I haven't written a blog entry in quite a while. When I first started writing in this blog I was going to try and keep it just work related. My plans were to use my MySpace blog for my personal blogs, but that didn't really take. I never visit MySpace anymore so I transferred a bunch of my blog entries from there to here several months ago. But then, I felt odd about writing personal stuff here, so I just stopped writing in general. I've missed writing so I decided to allow myself to use this blog for personal entries as well as work-related issues. I think I should denote the entry in some way though in case people don't really give a flying fuck about me personally, but do tend to read my movie reviews or industry thoughts - hence the title. It's quite a lengthy denotation, so I've gotta come up with something simple and effective.
My life has gone through a lot of changes over the past couple of years and I'm finding myself in that place again where it's time to re-evaluate everything. One of the biggest changes was having both of my children leave home. I've been finding it a bit difficult to find my place in the world in again, since my kids are now on their own. I gave birth to my son, Shane, a month before my 18th birthday. Two years later, Shelby was born, and at 20 years old, I had two kids. I was also alone with two kids because I had left my abusive husband.
At the time, I managed my life day to day, depending on my grandparents to help out with childcare while I worked. I didn't think about how unusual my life was or the various and numerous hardships my decisions placed, and were going to place, on my children's lives. I was still just a kid myself. Twenty years later, I look back on those times and find it hard to believe that was me.
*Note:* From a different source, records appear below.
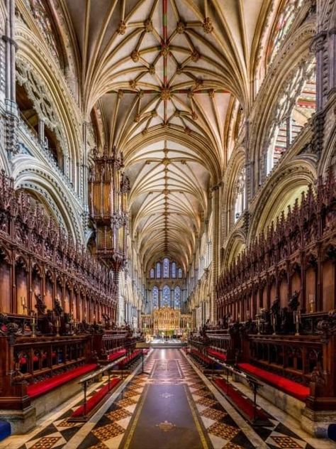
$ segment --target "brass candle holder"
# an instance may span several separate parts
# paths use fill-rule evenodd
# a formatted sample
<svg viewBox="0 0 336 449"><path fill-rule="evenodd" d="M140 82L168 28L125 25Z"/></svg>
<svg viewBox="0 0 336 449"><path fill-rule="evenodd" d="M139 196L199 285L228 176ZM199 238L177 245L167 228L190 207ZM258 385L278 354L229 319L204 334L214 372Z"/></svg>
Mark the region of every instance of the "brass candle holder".
<svg viewBox="0 0 336 449"><path fill-rule="evenodd" d="M36 337L36 333L35 333L35 330L36 330L36 323L35 320L35 312L32 312L32 317L33 317L33 320L31 322L31 337L32 338L35 338Z"/></svg>

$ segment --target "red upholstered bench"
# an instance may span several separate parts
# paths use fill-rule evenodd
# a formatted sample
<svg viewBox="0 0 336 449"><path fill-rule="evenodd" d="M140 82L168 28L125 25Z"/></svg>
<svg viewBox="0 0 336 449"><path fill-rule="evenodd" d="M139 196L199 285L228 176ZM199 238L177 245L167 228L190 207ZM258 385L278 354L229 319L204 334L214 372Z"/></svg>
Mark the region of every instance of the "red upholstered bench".
<svg viewBox="0 0 336 449"><path fill-rule="evenodd" d="M76 377L79 376L83 376L83 374L86 374L90 371L96 369L96 367L97 364L96 363L87 364L62 373L62 374L57 374L53 377L50 377L36 384L32 384L27 387L27 394L31 399L33 399L34 398L41 396L41 394L47 393L47 391L52 390L54 388L76 379Z"/></svg>
<svg viewBox="0 0 336 449"><path fill-rule="evenodd" d="M208 354L215 359L218 359L219 360L222 360L223 362L225 362L226 360L226 354L224 352L221 352L220 351L215 351L215 350L208 350Z"/></svg>
<svg viewBox="0 0 336 449"><path fill-rule="evenodd" d="M92 396L86 402L86 413L89 413L91 410L96 407L96 405L99 404L99 402L104 398L106 394L110 391L112 389L113 389L119 382L121 379L118 377L115 377L110 381L110 384L106 384L104 385L103 388L101 388L99 391L97 391L94 396ZM79 416L83 416L84 414L84 404L79 407L77 410L74 411L72 415L72 418L78 418Z"/></svg>
<svg viewBox="0 0 336 449"><path fill-rule="evenodd" d="M203 362L203 363L205 363L206 364L210 364L211 363L213 363L211 359L209 359L208 357L207 357L200 351L197 351L196 350L191 350L191 355L194 355L201 362Z"/></svg>
<svg viewBox="0 0 336 449"><path fill-rule="evenodd" d="M111 354L108 355L107 359L108 362L113 362L113 360L120 359L120 357L123 357L125 354L126 350L120 350L120 351L116 351L116 352L111 352Z"/></svg>
<svg viewBox="0 0 336 449"><path fill-rule="evenodd" d="M269 372L265 369L254 367L250 363L240 363L238 364L238 367L300 401L305 402L309 396L310 389L308 386L304 386L304 385L286 379L286 377L282 377L278 374Z"/></svg>

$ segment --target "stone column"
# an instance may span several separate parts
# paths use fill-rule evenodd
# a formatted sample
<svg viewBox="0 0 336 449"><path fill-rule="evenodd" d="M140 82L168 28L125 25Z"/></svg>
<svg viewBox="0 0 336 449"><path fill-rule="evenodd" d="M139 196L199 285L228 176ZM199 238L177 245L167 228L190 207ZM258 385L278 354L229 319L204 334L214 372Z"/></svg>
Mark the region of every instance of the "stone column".
<svg viewBox="0 0 336 449"><path fill-rule="evenodd" d="M211 298L210 302L210 321L213 324L216 322L216 283L219 271L219 185L212 188L212 214L213 214L213 254L211 261Z"/></svg>

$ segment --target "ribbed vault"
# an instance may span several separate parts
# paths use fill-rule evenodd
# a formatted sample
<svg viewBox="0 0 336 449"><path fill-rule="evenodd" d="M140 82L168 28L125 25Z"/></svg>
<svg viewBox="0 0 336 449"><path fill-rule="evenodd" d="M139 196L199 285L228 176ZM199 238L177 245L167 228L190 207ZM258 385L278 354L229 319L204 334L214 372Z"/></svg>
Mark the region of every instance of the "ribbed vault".
<svg viewBox="0 0 336 449"><path fill-rule="evenodd" d="M271 2L83 3L63 0L83 112L94 114L99 151L123 152L143 269L170 256L186 270L209 212L209 188L228 162L235 99L245 114L250 109Z"/></svg>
But, living each day as it came and pushing forward in spite of all the hardships a little bit at a time, I was able to obtain my GED, go to college and finish with an MBA. I am pretty proud of myself for those accomplishments, but my kids also paid the price. Nonetheless, all of this, I did with two kids in the house. My life was nonstop - I was always busy.
Today, I feel like it's just the opposite. Sure, I work all the time, but I rarely feel like I'm moving at any comparable rate of speed compared to three or four years ago, with some sort of tangible benefit awaiting me. Some people tell me that now it's "my time," that I got my kids out of the way early and I'm still young enough to really enjoy my life. The problem is, I don't really know how to do that. I always imagined that I'd go to the gym, get in shape, read, etc... But I don't really do any of that - on a consistent and effective basis anyway. I've had people to care for since I was 17 years old and now I don't. That's hard to deal with sometimes. Sure, the freedom is nice, but all of the other stuff, not so much.
During a recent trip to Las Vegas (Cinevegas), I had dinner with a couple of friends. Both have kids - one with a small child and the other with two tweenagers. They both talked about life with their kids, watching them grow and appreciating their respective daughters for the interesting and unique individuals they're growing into. I didn't mention my kids because mine are already out of the house, with children of their own. Once people discover that my kids have kids, they tend to not know what to say. So, I usually leave it alone. Anyway, that's just one of the many things I'm trying to deal with in my life - just trying to redefine and find my place again.
(I know the grammar and word usage in this entry is pretty bad but I just wanted to get something written down, so please excuse it.)